Some migrant workers on palm oil and agricultural plantations, at construction sites, in the electronics and garment industries, and in homes as domestic workers are subjected to practices that can indicate forced labor, such as passport retention, contract violations, restricted movement, wage fraud, and imposition of significant debts by recruitment agents or employers. Contract violations remain widespread in Malaysia. Passport retention remained widespread and problematic; Malaysian law allows employers to hold workers’ passports with the workers’ permission, but it is difficult to determine if workers have freely given permission, and some employers may retain the passports to prevent workers from changing jobs.
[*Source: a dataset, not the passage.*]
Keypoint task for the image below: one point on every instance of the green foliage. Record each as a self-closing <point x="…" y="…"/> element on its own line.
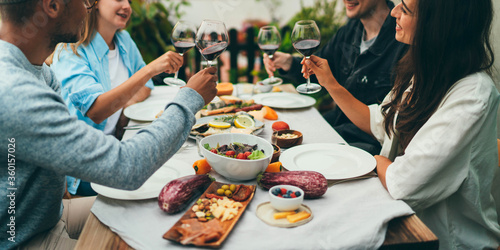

In efforts to circumvent anti-trafficking protections established by the Indonesian government, some Indonesian workers may transit Malaysia legally en route to Middle Eastern countries, where traffickers exploit some into forced labor. Although significantly fewer than the number of forced laborers, some young foreign women—mainly from Southeast Asia—are recruited ostensibly for legal work in Malaysian restaurants, hotels, and beauty salons, but are instead forced or coerced into prostitution. Traffickers force some women and girls into prostitution through brokered marriages. The more than 152,000 registered refugees and asylum-seekers in Malaysia lack formal status and the ability to obtain legal work permits, leaving them vulnerable to trafficking. Many refugees incur large smuggling debts, which traffickers use to subject some refugees to debt bondage. Traffickers exploit Malaysian orphans and children from refugee communities for forced begging. The number of internal Malaysian victims, including child victims, is increasing due to the additional focus on labor trafficking.